160    The last sentence of the Gilkison quote should read, “saying God talks to him, tells him when to beat his wife, and brother does he beat her...[and he says] he has her permission to do this.”

164    Bayocean School was moved south, not north. Cape Meares resident Pete Steen informed me of my directional mistake.

187    The foredune reestablished itself at a level higher than the 20-foot-above sea-level landfill, which is why the spit has not been breached since then despite powerful storm surges.
198    Tom Terich and Paul Komar were not in disagreement with the Corps of Engineers sand volume estimate of 800,000 cubic yards. In reviewing this section of Terich's dissertation post publication, I also noticed that he had calculated the volume of sand lost between the northern tip of the spit and Cape Meares. By subtraction using other numbers Terich provided, I estimated sand lost just on the spit proper at six to seven million cubic yards. Terich confirmed all of this via  email. A cube of that size would be 545’ to 573’ on each side, about two Portland city blocks including the street between them. 

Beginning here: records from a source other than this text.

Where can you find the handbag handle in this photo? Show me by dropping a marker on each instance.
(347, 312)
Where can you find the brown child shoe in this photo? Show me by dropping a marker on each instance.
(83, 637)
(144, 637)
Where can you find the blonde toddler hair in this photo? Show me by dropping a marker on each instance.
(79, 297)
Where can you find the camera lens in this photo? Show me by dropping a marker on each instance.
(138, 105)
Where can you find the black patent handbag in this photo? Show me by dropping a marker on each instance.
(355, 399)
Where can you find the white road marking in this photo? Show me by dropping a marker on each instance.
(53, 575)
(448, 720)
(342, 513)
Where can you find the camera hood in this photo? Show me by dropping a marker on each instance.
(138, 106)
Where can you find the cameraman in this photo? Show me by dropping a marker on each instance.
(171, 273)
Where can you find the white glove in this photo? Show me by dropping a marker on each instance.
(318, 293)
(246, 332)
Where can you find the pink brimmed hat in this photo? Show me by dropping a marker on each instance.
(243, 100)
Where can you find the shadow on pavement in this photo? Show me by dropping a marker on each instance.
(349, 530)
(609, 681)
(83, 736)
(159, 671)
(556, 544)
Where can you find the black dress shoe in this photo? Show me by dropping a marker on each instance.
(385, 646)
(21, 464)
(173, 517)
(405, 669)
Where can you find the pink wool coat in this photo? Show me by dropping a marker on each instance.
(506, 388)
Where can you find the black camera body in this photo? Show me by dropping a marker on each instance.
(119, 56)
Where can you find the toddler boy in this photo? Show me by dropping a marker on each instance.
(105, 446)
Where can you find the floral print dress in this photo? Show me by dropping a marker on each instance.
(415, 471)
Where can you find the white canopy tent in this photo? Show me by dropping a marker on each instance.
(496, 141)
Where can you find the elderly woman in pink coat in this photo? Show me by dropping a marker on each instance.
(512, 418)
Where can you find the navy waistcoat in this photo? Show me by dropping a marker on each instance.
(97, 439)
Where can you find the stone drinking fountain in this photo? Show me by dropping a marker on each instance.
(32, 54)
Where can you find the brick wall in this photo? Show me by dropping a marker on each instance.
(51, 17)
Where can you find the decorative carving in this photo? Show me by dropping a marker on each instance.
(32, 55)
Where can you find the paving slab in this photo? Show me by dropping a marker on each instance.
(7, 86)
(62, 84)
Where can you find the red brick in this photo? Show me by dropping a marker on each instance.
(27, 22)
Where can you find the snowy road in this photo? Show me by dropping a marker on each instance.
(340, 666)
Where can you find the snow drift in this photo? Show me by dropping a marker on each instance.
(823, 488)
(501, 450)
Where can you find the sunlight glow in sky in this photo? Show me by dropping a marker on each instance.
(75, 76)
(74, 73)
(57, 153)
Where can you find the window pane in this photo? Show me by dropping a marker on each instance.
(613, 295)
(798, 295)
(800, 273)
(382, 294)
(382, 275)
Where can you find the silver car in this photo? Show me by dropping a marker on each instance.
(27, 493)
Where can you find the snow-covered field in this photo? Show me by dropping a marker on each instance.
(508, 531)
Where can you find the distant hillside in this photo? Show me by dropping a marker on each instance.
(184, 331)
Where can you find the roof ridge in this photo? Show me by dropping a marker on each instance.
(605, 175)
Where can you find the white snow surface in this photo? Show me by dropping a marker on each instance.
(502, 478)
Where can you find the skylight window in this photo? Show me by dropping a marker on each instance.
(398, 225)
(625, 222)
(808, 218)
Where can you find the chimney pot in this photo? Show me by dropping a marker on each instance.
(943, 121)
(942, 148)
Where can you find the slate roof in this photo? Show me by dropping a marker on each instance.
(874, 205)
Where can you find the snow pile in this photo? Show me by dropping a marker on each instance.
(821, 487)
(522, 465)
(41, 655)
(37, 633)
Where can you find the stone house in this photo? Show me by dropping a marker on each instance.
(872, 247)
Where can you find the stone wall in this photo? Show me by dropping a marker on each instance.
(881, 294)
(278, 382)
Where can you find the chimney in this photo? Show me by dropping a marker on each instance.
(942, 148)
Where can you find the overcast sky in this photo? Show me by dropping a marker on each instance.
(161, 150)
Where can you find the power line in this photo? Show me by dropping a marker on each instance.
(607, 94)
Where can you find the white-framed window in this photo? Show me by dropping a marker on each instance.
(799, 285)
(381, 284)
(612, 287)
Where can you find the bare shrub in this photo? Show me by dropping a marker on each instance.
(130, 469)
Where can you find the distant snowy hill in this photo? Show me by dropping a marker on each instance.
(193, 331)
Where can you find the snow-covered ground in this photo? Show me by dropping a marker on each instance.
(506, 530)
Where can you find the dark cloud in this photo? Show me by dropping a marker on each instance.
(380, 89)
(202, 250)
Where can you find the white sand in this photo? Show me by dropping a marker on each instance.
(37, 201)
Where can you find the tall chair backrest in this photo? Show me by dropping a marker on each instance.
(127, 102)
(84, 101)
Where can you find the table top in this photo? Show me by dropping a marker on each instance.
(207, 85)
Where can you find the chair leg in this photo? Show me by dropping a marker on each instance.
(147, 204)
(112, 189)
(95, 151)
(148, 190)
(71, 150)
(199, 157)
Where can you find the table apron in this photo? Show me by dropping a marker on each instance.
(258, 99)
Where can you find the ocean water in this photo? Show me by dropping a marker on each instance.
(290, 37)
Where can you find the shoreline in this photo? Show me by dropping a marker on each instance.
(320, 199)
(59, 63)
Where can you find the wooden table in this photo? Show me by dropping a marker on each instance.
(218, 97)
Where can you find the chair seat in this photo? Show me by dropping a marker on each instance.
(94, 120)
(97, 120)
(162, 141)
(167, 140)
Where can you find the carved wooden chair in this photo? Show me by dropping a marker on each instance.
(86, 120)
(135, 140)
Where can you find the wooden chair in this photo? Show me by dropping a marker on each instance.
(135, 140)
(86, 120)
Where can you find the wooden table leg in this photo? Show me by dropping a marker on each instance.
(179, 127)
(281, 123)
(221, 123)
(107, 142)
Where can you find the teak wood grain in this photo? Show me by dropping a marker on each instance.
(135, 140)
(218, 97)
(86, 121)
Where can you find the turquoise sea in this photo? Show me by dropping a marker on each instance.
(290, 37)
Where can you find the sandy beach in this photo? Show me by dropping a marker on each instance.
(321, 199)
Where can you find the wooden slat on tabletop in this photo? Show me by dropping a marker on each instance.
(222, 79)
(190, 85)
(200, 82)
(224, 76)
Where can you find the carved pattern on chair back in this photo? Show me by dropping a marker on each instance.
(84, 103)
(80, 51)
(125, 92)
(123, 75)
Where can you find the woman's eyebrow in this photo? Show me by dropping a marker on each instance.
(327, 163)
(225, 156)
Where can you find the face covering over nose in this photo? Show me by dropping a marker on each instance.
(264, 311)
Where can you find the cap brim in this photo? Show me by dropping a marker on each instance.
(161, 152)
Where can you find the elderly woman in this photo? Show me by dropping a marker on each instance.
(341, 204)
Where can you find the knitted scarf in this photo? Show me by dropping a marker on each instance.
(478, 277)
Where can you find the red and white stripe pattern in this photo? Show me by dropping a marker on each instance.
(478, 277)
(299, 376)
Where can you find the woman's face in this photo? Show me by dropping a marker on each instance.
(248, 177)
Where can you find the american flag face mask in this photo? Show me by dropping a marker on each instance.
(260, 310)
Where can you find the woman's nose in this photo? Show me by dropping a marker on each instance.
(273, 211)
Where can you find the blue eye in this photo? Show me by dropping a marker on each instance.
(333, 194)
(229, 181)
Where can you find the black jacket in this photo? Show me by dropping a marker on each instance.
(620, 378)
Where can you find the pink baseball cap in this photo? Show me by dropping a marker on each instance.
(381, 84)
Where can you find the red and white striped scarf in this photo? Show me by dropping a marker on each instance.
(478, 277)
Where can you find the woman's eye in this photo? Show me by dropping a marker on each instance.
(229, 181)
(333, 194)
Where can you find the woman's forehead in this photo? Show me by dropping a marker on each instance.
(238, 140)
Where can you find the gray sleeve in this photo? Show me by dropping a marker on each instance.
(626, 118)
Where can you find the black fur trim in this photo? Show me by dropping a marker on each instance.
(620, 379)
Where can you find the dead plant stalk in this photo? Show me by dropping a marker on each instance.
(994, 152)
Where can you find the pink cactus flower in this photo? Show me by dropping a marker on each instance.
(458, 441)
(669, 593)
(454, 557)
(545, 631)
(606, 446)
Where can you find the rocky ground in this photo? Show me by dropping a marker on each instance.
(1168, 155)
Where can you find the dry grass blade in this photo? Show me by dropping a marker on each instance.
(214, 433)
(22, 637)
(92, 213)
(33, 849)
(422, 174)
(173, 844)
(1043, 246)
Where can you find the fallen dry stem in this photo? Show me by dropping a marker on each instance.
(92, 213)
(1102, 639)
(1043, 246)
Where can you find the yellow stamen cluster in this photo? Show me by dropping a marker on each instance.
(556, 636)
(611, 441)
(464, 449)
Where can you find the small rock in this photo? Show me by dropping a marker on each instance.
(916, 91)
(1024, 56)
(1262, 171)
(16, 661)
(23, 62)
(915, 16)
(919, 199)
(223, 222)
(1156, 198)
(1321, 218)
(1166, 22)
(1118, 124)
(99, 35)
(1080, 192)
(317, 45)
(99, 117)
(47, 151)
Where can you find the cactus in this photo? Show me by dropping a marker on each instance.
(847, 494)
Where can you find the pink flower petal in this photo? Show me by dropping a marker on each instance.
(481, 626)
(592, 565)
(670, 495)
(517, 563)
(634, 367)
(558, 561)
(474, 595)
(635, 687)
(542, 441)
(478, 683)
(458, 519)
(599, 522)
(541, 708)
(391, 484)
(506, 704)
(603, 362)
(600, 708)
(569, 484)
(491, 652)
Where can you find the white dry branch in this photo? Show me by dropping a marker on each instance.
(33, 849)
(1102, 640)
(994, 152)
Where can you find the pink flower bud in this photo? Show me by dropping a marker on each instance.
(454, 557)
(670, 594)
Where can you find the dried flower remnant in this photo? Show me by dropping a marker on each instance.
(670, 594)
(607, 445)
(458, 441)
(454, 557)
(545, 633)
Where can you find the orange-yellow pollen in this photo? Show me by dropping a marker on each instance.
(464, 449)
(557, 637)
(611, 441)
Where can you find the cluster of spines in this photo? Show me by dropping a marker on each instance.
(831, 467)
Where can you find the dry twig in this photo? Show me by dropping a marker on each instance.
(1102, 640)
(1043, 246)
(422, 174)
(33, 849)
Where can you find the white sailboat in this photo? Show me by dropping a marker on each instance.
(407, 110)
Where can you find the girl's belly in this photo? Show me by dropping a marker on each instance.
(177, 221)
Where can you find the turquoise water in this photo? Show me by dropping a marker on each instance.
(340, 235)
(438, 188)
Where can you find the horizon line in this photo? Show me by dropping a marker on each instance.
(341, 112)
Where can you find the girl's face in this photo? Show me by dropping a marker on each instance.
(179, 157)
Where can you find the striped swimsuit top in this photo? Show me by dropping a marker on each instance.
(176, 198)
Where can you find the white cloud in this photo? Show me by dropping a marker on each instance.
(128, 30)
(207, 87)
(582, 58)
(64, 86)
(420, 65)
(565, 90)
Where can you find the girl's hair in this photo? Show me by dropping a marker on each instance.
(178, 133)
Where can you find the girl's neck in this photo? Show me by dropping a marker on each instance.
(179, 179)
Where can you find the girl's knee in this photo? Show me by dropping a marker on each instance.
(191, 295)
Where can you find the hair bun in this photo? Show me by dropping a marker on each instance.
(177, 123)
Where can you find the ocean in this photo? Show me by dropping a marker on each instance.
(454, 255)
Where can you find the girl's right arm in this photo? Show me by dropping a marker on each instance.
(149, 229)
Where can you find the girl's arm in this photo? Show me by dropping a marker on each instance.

201 and note 87 on 267     On November 28, 2023, Tillamook Headlight-Herald editor Will Chappell's first-page article "USACE preparing for south jetty repair" reported, “The project is scheduled to be completed by October 2025, despite a delay due to a legal challenge to the contract award by a competing bidder preventing planned work this summer.” 

203    The last sentence should read, “Seven years later, the Reeder family started a process that enabled the installation of a ten-foot-high Bayocean Townsite sign in July 2013 at the corner where children caught the bus each morning on the north side of 12th Avenue, across from The Mitchell.”

207    The Port of Bay City first suggested one jetty while acting cooperatively with the Port of Tillamook, suggesting it as a way to reduce costs enough to enable their southern competitor to take over dredging of the channel between Bay City to their Hoquarten dock, which the Corps required as part of their plan. 

215 note 1   Since publication, Tillamook County Library staff have reorganized what I refer to as the Webber Research Archives and renamed it the Webber Collection. Perusing it, I was able to deduce new box and folder locations via their excellent finding aid. 

274    Bay Ocean LLC appears on page 204, not 203.